After having finally found the time to set up the latest version of vRealize Automation (7.0.1) and adding my vCenter endpoint everything was looking good, until I got carried away, performed some other tasks, renamed a few clusters in vCenter and then went back to configure my fabric groups.
Too bad that data collection already ran before I renamed the clusters… so as a result I now had stale entries for compute resources when trying to add a new fabric group.
As we can see there is no more cluster called “Lab” in my environment. I tried using a tip from someone else who had seen this in the past and stopped and restarted the agent but that didn’t exactly help.
Since I hadn’t set anything up yet I tried the brutal method of simply removing the endpoint itself, without too much success either…
Well, at least we get an error message, put that into google and it lead to: https://kb.vmware.com/kb/2105809.
Too bad that the KB is only marked for 6.x.
Next step: Annoy Carl Prahl and Kimberly Delgado to squeeze an answer out of them. This did help. The method seems to be valid for 7.0 as well but they also mentioned that the same result could be achieved via the CloudClient. I never played with that before, so I thought to give it a go.

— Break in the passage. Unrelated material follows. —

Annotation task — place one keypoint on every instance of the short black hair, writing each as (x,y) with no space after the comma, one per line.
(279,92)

The download and documentation can be found at: https://developercenter.vmware.com/tool/cloudclient/4.0.0.
First impression: Runs under Windows => me likey! Needs Java … oh crap :/
Second impression: I am too lazy to read documentation, but it does tab complete, it has the help command build in for live documentation while trying stuff.

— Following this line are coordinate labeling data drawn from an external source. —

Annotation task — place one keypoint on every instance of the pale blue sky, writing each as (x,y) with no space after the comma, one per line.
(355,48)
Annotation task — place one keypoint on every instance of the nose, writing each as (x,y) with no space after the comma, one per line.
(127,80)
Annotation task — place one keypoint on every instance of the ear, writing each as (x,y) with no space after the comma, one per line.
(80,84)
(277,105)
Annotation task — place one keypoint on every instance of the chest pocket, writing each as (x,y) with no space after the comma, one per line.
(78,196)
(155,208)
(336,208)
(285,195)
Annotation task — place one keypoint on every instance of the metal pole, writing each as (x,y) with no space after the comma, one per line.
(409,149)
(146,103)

So first things first, let’s try help and see what happens.
Long command list and I actually see something with compute resources in there as well. So let’s list those.
Or not… guess we need to log in first (there is ways to automate this, that exercise is left to the reader to figure out).

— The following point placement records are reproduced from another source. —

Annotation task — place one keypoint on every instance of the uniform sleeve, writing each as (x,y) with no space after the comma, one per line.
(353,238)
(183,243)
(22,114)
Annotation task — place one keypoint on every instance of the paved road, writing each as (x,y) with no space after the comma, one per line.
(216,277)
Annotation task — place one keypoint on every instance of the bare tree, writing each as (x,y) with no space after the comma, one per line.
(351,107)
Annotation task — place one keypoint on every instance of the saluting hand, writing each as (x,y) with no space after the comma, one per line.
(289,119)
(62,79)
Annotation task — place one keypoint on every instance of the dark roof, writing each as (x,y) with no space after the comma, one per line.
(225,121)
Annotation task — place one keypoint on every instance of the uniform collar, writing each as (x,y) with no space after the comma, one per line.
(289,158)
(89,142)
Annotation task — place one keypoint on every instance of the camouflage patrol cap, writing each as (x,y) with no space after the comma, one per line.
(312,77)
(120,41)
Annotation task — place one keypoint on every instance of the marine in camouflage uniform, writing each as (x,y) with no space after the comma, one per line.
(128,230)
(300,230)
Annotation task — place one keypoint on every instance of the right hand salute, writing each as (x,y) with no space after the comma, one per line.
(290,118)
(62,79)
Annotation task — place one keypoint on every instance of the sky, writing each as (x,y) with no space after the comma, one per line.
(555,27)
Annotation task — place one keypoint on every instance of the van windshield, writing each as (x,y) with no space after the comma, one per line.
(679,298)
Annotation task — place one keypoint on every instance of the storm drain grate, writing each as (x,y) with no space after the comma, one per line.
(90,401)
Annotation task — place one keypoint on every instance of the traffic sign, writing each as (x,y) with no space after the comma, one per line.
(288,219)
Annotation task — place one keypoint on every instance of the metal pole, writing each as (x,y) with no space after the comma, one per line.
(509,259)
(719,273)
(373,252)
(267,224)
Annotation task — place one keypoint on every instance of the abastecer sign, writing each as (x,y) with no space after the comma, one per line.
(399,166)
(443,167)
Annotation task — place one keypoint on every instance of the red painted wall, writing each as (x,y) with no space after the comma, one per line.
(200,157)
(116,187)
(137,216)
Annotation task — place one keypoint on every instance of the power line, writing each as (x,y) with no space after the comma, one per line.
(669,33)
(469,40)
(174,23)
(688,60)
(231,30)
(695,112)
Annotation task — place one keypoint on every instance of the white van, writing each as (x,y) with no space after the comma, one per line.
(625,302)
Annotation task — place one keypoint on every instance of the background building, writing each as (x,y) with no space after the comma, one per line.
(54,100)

That actually worked, cool! Now I can also list all or only inactive compute resources, progress!
Let’s pause here for a second… whoever did write this message deserves a good timeout in a quiet corner. This is just utter ^&*()! Why on earth would you scare any end user by telling them that a manual process is needed and if not done prior to continuing this command might lead to data corruption, WITHOUT actually disclosing what that process is but rather just prompt the user to continue. This is just really really bad design.
What makes this even worse is that even after searching around I could only find the above mentioned KB article when trying to find documentation on how to remove stale hosts or clusters from vRA. Nothing in the official documentation about this, nothing in the CloudClient documentation about this “manual process” as well.
So I decided to continue on, as it is a lab… I snapshotted the appliance and made a IaaS DB backup to prepare for the worst case of corruption and a resulting rollback.
The next step tells you which resources will be removed (since I don’t have any active reservation this maps to all entities vRA has collected so far). After continuing that as well you get a surprise though.
After basically having wasted my time the developer of this great tool now decides it’s time to let me in on the secret of the manual action after all. Worst possible timing, you just increased my frustration by factor 10… Gladly it’s a rather easy task to perform.
The compute resources are indeed gone now, so time to start the agent again and let it collect new data and indeed after a couple of seconds my stale “Lab” cluster is gone. Mission Accomplished and I didn’t even need to remove the endpoint after all but lost all configuration for compute resources in my fabric groups, so do be careful with this!